Dieffenbacher subsidiary Schenkmann-Piel Engineering (SPE) supplied the dryer and, although the company has supplied around 20 dryers for MDF/HDF producers in China, this represents the company’s first order for a particle dryer from this country. The dryer is direct-heated with a drum diameter of 4.6m and length of 24m. Italian company PAL srl supplied the chip screening and cleaning systems and also the glue blender. Pal’s sister company Imal srl was responsible for the supply of the glue kitchen and a range of on-the-line and laboratory quality control components, such as thickness measurement and blow detection in a combined unit after the Dieffenbacher Zaisenhausen flying cross-cut saw.
Also from Italy came the Imeas six-head sander which is used for sanding only the particleboard as Yingang does not sand its MDF production. Sander dust and board trim provide the only fuel for the Chinese-made energy plant. The cut-to-size plant was supplied by Chinese manufacturer Sufoma and is used to cut full size panels only, serving both the particleboard and MDF lines. Unfortunately, I would have to say that Yingang would not win any prizes in a ‘best kept mill’ competition. The buildings are very tired and neglected and even some of the new equipment has sustained damage, notably the many dents in the drum of the dryer, while the outside areas leave a lot to be desired.
However, this is basically a 15-year-old factory and Yingang’s future plans involve completely new start-ups where the company can start with purpose-designed, purpose-built factories rather than trying to squeeze modern production lines into spaces designed for old discontinuous ones.

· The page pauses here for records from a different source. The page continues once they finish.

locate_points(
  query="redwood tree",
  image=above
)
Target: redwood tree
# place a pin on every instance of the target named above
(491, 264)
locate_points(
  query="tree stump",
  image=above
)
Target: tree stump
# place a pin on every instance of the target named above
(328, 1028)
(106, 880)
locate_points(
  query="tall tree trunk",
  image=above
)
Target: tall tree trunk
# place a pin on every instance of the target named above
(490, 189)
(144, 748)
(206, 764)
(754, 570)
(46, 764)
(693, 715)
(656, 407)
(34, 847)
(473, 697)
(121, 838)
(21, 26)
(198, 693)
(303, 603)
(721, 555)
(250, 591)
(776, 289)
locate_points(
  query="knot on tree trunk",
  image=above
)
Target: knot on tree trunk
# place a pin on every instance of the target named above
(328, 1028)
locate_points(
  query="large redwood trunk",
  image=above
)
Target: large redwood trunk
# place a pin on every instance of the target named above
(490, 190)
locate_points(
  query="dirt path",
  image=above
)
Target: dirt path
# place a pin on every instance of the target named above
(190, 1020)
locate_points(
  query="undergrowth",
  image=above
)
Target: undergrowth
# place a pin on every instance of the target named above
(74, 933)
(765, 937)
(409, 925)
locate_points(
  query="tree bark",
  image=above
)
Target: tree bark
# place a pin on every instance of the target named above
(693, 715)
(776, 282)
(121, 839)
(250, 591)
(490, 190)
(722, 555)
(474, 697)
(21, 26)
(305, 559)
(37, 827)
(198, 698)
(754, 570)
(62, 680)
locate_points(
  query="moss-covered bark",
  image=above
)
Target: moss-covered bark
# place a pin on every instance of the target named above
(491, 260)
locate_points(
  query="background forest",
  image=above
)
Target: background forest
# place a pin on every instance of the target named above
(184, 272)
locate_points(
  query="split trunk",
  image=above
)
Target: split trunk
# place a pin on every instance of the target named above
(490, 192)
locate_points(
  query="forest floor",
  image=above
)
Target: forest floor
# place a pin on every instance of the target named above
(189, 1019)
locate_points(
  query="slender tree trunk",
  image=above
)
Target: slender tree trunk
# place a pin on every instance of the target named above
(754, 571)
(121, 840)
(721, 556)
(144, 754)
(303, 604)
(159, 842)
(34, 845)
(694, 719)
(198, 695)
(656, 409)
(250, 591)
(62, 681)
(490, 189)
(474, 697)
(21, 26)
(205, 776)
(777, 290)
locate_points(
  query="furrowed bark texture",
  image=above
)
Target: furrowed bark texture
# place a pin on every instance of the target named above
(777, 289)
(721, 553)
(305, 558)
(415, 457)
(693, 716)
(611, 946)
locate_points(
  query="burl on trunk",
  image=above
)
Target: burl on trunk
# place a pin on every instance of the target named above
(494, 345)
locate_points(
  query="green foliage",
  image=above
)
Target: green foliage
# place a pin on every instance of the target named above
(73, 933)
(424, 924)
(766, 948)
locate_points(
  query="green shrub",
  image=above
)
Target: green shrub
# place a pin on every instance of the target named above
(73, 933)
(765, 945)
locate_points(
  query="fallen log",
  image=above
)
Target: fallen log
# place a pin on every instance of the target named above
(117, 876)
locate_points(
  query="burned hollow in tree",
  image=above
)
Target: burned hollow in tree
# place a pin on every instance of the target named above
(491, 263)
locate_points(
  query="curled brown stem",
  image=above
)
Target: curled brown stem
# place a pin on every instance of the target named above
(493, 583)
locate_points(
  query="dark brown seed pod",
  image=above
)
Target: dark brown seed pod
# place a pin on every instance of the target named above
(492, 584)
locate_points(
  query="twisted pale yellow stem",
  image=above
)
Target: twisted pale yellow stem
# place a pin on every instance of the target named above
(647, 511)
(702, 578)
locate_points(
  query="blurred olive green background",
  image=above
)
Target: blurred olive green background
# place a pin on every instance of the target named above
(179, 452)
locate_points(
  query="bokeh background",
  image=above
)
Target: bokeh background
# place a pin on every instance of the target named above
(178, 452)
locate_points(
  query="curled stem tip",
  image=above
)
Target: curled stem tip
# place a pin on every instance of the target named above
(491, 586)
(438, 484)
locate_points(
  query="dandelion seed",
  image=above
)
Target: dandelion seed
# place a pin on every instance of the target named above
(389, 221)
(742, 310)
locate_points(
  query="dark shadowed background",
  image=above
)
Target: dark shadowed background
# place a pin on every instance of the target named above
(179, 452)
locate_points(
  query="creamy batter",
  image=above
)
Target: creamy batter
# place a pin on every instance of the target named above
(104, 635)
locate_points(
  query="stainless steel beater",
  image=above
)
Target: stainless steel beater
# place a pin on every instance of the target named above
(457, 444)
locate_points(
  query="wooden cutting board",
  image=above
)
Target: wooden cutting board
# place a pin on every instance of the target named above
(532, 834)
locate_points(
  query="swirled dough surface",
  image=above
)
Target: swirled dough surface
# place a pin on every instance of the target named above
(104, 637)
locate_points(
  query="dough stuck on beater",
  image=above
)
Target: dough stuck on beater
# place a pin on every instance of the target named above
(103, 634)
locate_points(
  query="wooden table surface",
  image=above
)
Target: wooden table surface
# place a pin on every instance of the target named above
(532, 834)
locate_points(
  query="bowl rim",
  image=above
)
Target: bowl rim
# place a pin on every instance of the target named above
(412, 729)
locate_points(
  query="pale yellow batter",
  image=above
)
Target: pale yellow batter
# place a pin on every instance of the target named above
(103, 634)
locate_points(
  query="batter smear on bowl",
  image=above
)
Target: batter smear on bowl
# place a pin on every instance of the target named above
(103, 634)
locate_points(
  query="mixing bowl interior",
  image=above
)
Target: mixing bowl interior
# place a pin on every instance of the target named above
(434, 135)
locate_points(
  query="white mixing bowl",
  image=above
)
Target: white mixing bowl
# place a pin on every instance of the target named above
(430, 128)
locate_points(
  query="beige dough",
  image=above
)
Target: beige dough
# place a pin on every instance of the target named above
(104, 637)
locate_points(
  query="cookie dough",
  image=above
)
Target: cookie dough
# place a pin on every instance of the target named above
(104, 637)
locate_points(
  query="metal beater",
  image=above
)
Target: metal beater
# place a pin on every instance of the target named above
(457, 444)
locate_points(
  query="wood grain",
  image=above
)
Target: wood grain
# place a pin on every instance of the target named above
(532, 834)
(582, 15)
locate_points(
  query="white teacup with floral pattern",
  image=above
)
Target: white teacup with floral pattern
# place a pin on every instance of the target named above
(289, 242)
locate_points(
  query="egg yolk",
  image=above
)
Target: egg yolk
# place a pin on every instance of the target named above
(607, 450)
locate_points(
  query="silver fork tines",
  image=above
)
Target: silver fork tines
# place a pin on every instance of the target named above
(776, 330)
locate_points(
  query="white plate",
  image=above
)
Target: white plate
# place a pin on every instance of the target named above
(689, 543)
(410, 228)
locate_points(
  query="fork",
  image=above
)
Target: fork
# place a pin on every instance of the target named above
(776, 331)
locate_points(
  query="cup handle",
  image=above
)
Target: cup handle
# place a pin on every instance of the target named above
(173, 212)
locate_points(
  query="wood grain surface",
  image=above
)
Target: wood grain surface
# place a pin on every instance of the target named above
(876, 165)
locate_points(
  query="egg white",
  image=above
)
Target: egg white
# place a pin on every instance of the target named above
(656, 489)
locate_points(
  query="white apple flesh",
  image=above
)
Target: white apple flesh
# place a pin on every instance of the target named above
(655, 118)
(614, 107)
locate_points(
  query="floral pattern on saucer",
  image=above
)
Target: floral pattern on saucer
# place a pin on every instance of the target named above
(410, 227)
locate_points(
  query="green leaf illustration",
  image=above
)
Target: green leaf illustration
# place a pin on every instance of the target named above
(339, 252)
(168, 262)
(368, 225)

There seem to be mixed feelings in China about the market for particleboard, with some companies which went away from MDF and built large-capacity particleboard lines finding the market is not all that they had expected or hoped for. “There are many small family businesses making particleboard in China and the quality is poor. This has given the panel a bad name in the past,said Mr Fan. “I see that the MDF price is decreasing in China now, but the particleboard market is holding steady. This is also the only continuous particleboard line in the north of China, although there are several single- and multi-daylight lines and that helps us. “In the second half of this year, and for the next five years, maybe the MDF price will go down because of so much extra capacity in China, but I believe the particleboard price will stay good because the capacity is not expanding much. Prices of MDF go up and down but particleboard prices will be more stable.